By January 15, 2018May 19th, 2021Other

I don’t know about you, but the majority of people I work with are millennials, and every single one of them have jumped on the crypto currency party train.

 

After speaking with a handful of them, I discovered a few things they all have in common.

 

1.     They have all bought Bitcoin, and some have invested in other digital currencies

2.     None have long-term savings, or retirement accounts

3.     All have invested a large percentage of their savings into crypto currencies

4.     They do not understand much about digital currencies, besides their activity on the trading markets.

5.     They all wholeheartedly support government regulation on bitcoin, or bitcoin markets.

In my work in the financial sector, one issue I have heard that investment companies and banks all have in common is how to attract the millennial generation into investments and long-term banking.

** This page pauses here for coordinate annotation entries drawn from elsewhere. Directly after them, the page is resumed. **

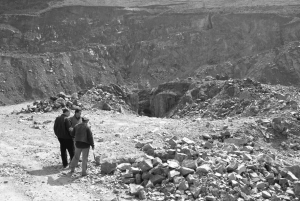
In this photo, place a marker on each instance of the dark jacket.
(74, 121)
(61, 127)
(83, 133)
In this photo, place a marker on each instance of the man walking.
(83, 140)
(61, 130)
(76, 119)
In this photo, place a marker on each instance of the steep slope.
(277, 66)
(71, 48)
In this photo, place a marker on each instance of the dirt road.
(30, 164)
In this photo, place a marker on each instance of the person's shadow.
(51, 172)
(45, 171)
(61, 181)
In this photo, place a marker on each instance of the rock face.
(64, 49)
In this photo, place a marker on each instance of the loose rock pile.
(110, 97)
(105, 97)
(220, 99)
(234, 170)
(55, 102)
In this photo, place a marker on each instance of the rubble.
(243, 174)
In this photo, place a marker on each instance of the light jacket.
(61, 127)
(74, 121)
(83, 133)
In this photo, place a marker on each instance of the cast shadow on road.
(48, 170)
(61, 181)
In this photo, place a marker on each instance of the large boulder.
(163, 103)
(108, 166)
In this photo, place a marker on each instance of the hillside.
(72, 46)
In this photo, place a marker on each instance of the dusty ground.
(30, 161)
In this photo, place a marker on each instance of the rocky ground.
(153, 158)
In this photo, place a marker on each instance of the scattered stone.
(188, 141)
(146, 165)
(135, 189)
(203, 169)
(186, 171)
(173, 164)
(266, 194)
(156, 179)
(108, 166)
(124, 166)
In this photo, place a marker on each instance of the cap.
(65, 110)
(85, 119)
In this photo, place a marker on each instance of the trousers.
(66, 144)
(75, 160)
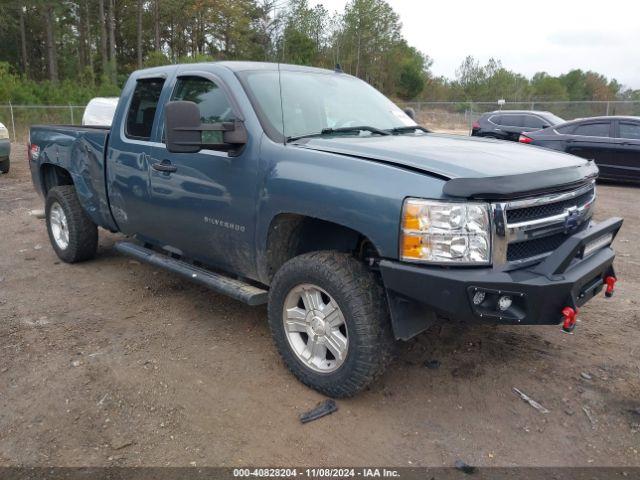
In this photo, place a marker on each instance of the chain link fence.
(18, 118)
(459, 116)
(456, 117)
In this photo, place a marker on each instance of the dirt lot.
(112, 362)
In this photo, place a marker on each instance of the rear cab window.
(598, 129)
(628, 130)
(142, 109)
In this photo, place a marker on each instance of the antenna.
(284, 140)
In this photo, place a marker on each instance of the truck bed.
(80, 150)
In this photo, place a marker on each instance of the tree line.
(70, 50)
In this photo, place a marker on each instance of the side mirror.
(185, 132)
(410, 112)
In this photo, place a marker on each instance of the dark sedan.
(509, 124)
(613, 142)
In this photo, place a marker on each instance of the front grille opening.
(533, 248)
(536, 212)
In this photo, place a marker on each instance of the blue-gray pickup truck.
(309, 190)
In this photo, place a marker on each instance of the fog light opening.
(504, 302)
(478, 297)
(570, 316)
(610, 281)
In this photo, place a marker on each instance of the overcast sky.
(529, 36)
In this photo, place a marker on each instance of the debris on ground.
(464, 467)
(589, 415)
(530, 401)
(323, 408)
(120, 444)
(432, 364)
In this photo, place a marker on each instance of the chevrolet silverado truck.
(308, 190)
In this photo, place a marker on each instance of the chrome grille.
(531, 228)
(548, 210)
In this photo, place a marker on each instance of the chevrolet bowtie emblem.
(572, 220)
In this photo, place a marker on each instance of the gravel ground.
(113, 362)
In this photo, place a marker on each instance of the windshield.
(313, 102)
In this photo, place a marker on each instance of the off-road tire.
(83, 233)
(361, 298)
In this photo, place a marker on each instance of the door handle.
(164, 166)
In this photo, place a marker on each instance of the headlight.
(445, 232)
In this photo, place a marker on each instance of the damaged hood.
(475, 167)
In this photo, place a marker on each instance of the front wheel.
(330, 322)
(73, 235)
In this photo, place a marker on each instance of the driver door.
(207, 199)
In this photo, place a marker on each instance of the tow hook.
(610, 281)
(570, 316)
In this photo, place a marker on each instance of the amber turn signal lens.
(411, 220)
(411, 246)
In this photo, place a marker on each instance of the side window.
(593, 129)
(629, 130)
(532, 121)
(565, 130)
(212, 102)
(143, 108)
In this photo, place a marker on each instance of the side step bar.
(237, 289)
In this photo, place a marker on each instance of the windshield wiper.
(408, 129)
(332, 131)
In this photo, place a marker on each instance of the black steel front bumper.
(417, 295)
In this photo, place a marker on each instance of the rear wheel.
(330, 322)
(73, 236)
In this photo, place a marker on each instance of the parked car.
(510, 124)
(5, 149)
(100, 111)
(353, 223)
(613, 142)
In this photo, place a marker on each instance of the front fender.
(363, 195)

We can all throw out a hundred reasons why this specific demographic has been slow to adopt these services, but the result is the same: investment and savings as a percentage of income has dropped significantly across generations.

But now, suddenly, millennials have jumped on crypto currencies like it’s an orange mocha frappuccino.

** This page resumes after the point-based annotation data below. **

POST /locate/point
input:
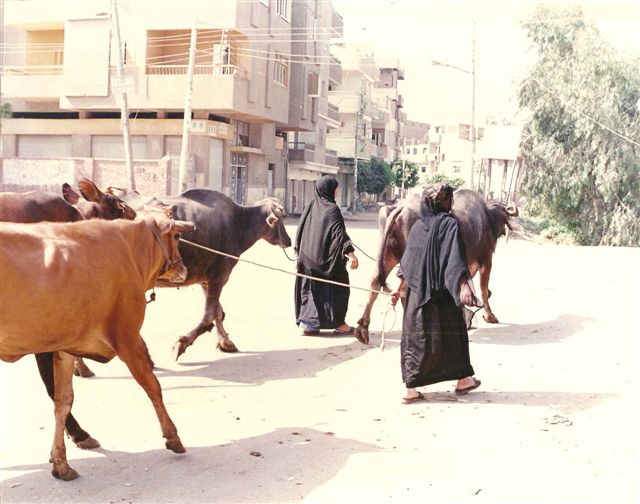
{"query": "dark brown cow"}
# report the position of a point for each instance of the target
(51, 269)
(481, 224)
(221, 225)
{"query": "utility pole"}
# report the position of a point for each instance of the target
(354, 200)
(186, 125)
(124, 104)
(404, 148)
(473, 105)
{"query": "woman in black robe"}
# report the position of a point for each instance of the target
(435, 343)
(323, 248)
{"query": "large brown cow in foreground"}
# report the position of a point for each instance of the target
(481, 224)
(39, 206)
(62, 293)
(221, 225)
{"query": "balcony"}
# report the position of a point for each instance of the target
(301, 151)
(197, 70)
(337, 25)
(331, 157)
(215, 87)
(335, 71)
(333, 112)
(42, 82)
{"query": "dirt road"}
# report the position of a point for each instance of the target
(319, 419)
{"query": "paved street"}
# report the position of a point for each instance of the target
(319, 419)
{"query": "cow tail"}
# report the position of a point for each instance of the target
(389, 224)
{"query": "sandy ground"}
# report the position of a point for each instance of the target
(319, 419)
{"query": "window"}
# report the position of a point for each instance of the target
(282, 8)
(241, 134)
(281, 70)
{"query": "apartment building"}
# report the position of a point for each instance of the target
(60, 75)
(353, 97)
(311, 115)
(387, 125)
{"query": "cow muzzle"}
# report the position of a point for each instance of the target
(176, 272)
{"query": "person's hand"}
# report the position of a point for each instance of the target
(466, 296)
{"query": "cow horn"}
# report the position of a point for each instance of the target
(272, 220)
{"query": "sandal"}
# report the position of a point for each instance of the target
(466, 390)
(411, 400)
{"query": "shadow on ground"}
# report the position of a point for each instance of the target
(279, 466)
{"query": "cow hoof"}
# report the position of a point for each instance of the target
(362, 335)
(82, 370)
(65, 473)
(88, 444)
(180, 347)
(227, 346)
(175, 445)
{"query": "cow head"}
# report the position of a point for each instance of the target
(97, 204)
(167, 233)
(502, 215)
(275, 232)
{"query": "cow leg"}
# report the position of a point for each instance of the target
(77, 434)
(63, 398)
(362, 331)
(81, 369)
(212, 312)
(135, 355)
(485, 273)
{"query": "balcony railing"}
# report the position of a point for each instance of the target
(32, 70)
(197, 70)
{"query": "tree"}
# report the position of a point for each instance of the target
(410, 174)
(5, 110)
(582, 142)
(441, 177)
(373, 176)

Full disclosure: I purchased about $100 of Bitcoin and Etherium early last month, mostly just to see what happens. Maybe I’ll buy myself a hotdog once I sell.

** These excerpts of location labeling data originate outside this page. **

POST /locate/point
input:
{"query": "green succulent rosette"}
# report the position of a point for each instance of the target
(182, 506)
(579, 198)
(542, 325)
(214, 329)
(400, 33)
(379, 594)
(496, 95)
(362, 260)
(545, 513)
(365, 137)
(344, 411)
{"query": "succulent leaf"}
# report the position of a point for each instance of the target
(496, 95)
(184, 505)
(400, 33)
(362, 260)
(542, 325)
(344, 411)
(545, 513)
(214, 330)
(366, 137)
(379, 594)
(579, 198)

But what does this look like to you? Thousands of brand new inexperienced investors pouring unsafe amounts of money into a new, volatile, and unregulated market that promises unlimited and unprecedented gains?

Someone call the Fresh Prince, it sounds like a ’90s dotcom crash waiting to happen.

But why is crypto currency so popular? (I mean the currency itself. Most of the buzz surrounds price, which people buy as investment, and not to use.)

Take everything you know about libertarians and turn that into a physical object, and you get crypto currencies. Essentially, digital currencies are just like any other forms of currency except they are guaranteed by no government, they are untraceable, unregulated, and free to use.

A lot of the companies you hear about that now accept bitcoin are only doing so because of the hype around the coin, and not because of the coin’s untraceability or anonymity.

Essentially, the popularity of bitcoin rests on the assumption that its uncontrolled and unmonitored. That’s the foundation.

What happens when you take away the foundation of something? It comes crashing down.

If any of the fundamental principles of crypto currencies change (governments passing laws requiring the disclosure of purchases) true users of the product will sell and move elsewhere, and the prices of these currencies will begin to tumble to match the new value of these coins. (Hint: that value is zero).

Following that, news corporations will broadcast the “downfall of bitcoin.” And enter the age-old enemy of stock markets everywhere: panic.

Once panic sets its jaws around any market, brace yourself for a wild ride.

My prediction is that millennials, who have invested a higher proportion of their savings into the currency, will be the first to panic and pull out, starting the landslide to rock bottom.

And those who called for the regulation in the first place will be the harbingers of its destruction.